Возможно, таким прихотливым образом трансмутировала во сне недавняя моя беседа с Пашей Лемешевым, в ходе которой выяснилось, что он критически относится к хобби отца — охоте на птиц, ставшей для последнего обсессией и чуть ли не еженедельным ритуалом. Я приводил в пример три сцены из недавно просмотренных фильмов, одного с Гарольдом Ллойдом и двух — с братьями Маркс, в которых птицы служили носителями комедийного сумбура и таким образом функционально почти не отличались от клишированных и излишне эмоциональных негров или стереотипизированных хохмачей-евреев, какими их было принято представлять в тот же (довоенный) период кинематографа.
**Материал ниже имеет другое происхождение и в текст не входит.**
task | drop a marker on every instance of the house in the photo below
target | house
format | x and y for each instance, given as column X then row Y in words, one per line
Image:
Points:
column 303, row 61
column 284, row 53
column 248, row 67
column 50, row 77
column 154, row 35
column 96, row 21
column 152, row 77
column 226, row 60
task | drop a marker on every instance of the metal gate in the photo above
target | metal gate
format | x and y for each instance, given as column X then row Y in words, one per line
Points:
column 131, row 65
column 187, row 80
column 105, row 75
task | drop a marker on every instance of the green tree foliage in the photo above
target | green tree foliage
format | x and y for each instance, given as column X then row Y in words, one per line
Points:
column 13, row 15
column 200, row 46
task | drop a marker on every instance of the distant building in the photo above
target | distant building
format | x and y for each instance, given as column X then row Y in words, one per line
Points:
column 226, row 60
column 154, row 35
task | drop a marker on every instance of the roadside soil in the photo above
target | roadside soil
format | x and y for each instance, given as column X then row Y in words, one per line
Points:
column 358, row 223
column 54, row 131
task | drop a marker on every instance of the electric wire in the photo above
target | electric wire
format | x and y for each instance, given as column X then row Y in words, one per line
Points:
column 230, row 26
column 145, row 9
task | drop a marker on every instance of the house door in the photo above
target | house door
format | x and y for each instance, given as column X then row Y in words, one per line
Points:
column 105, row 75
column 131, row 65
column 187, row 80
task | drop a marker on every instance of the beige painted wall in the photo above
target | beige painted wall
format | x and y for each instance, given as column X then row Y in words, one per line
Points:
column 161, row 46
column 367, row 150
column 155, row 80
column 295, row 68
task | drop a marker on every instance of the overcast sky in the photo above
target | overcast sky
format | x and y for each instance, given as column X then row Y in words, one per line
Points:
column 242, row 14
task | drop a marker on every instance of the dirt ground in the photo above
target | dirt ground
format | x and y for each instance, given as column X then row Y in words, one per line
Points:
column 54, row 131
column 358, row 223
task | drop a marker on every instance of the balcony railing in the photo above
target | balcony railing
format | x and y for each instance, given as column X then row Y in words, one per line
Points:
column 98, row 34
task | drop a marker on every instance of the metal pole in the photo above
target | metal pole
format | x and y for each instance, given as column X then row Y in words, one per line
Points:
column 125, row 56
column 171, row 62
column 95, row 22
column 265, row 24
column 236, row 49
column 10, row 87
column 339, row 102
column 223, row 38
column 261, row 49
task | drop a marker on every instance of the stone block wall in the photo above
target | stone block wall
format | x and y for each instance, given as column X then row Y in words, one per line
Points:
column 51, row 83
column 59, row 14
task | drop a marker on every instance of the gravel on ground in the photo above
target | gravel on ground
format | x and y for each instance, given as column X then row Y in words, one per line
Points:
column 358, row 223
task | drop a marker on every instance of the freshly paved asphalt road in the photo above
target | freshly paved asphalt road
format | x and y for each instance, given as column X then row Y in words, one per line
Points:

И потому пернатые эти, в отличие от собак, кошек и англосаксов, являлись своего рода киносуществами второго сорта. И вообще, примитивны, глупы, суетливы и почти земноводны… Паша возражал, что птицы, напротив, более древние существа, чем человек, и благородны, и грациозны, и по-своему мудры, и заслуживают всяческого уважения и почитания.

В середине июня девушка-самоубийца позвала нас с Пашей к себе на день рождения. Небольшая квартира в элегантном Бруклин-Хайтс, не новая, но удобная мебель, на стенах фотографии родителей, младшей сестры. Всего человек двадцать гостей. Паваротчич был на гастролях чуть ли не в Вероне — так походя объяснила она отсутствие нового бойфренда. Выпивки было немало, выпито было немало, салаты, суши, сашими, закуска из морских водорослей; все восторгались кейтерингом. Центр стола украшало блюдо с куриным холодцом, приготовленным по рецепту ее бабушки. Было шумно, много музыки — девушка-самоубийца любила принимать гостей. Представила меня собравшимся как интересного и обещающего писателя, до которого присутствующим-де лишь предстоит дорасти, и, когда это случится, они будут ей признательны задним числом. Я смутился, сказал, что сначала подрасти следовало бы все же мне и вообще-то я скорее сценарист. И весь вечер после такого анонса не знал, куда себя девать. Не клеить же мне, такому обещающему, стильных тридцатилетних женщин в маленьких черных платьях, почти всех замужних и говорливых, или их полноватых собеседниц-одиночек в цветастых сарафанах до пят, разговоры которых от изящной словесности отстояли далеко и вращались большей частью вокруг «я звонила ей позавчера, он-то не знал, что мы решили разбежаться после Канкуна, он всегда по уши завален работой (так он говорит), но разве недвижимость сейчас не тухлое дело? Постой, кто родила?..». Сонечка Плотник разгуливала по квартире в цветастых носках-перчатках, была сверх меры общительна, в известный момент вдавила меня в угол между столиком с бутылками и полкой для стерео и стала жаловаться на непродолжительность ее связей с бойфрендами русского происхождения, на их неотесанность и непредсказуемость, делиться планами экспансии на более витальный латиноамериканский этнос, но в конце концов решила расставить все точки над i и спросила, почему я ей не звоню и что делаю на следующий викенд. А через три дня она позвонила сама и сообщила о случившемся.